Inheritance for beginners

What I want to do is to safely get an object from a crate not called in my main() but in one of my sub libraries. Example:

crate crt
^
|  xx calls crt
|
// This my initial lib crate called xx  :

use crt::{make_a};  
// crt::Res is not accessible from my 
// main function it is something closed 
// up deep in the code 
use crt:Res;

pub struct A {
   pub a: crt:Res<Conf>
}

impl A {
    pub fn get(self)-> crt:Res<Conf> {
       self.a
    }
}

pub trait AA {
    fn new ()-> Self;
}

impl AA for A {

    fn new()->Self{
   // make_a is a constructor in crt 
   // that knows how to make  crt:Res<Conf> 
        A{a: make_a()}  
    }
}
^
|  XX calls xx
|
// This is my second lib crate called XX

use xx::A;

pub fn pass-> A{
   let p : A = AA::new();
   p
}

// I can pass object A to my main function which latter calls my library XX and do something like :
^
|  main() calls XX
|
// This is my main ()
use XX;

fn main(){

  let a = XX::pass();
  
  println!({:#?}, a.a);

}

but this seams stupid because I am directly accessing to a variable in my structure and not through some safe get() function.
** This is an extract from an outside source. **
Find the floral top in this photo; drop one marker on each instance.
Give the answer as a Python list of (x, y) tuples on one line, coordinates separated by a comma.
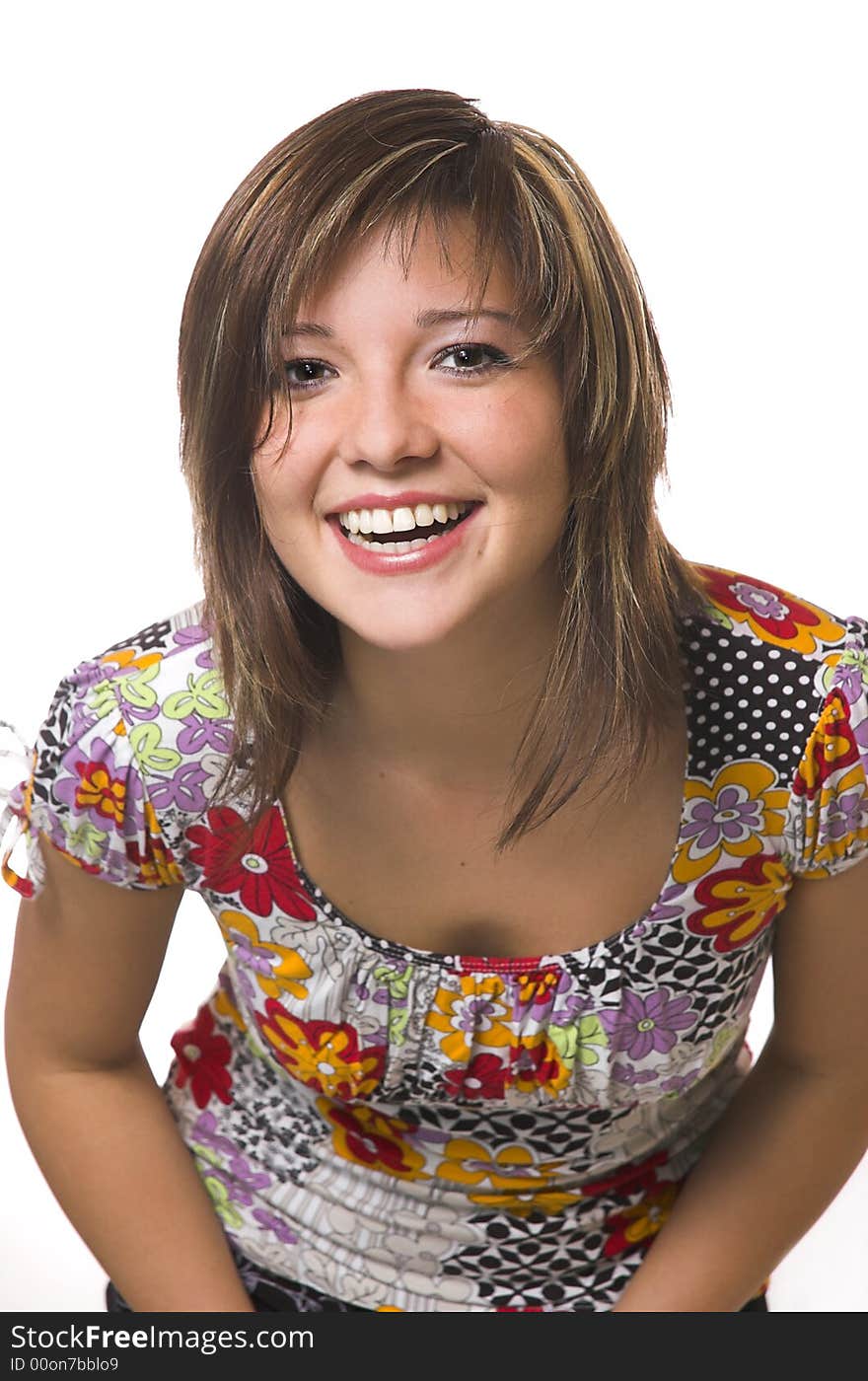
[(408, 1129)]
I tried to implement get() in various ways but, it seams that unless i call :

use crt::Res 

directly in my main, I cannot do anything with it. Is there a better safer way to get to a.a without calling crt crate directly in main().

Thank you

PS
the code is for concept illustration mainly

Your code snippet is utterly cluttered, because of your comments. Please remove them to make the actual code small and readable. (I don’t want to scroll for three minutes to see your whole code. I can read code and know which function calls).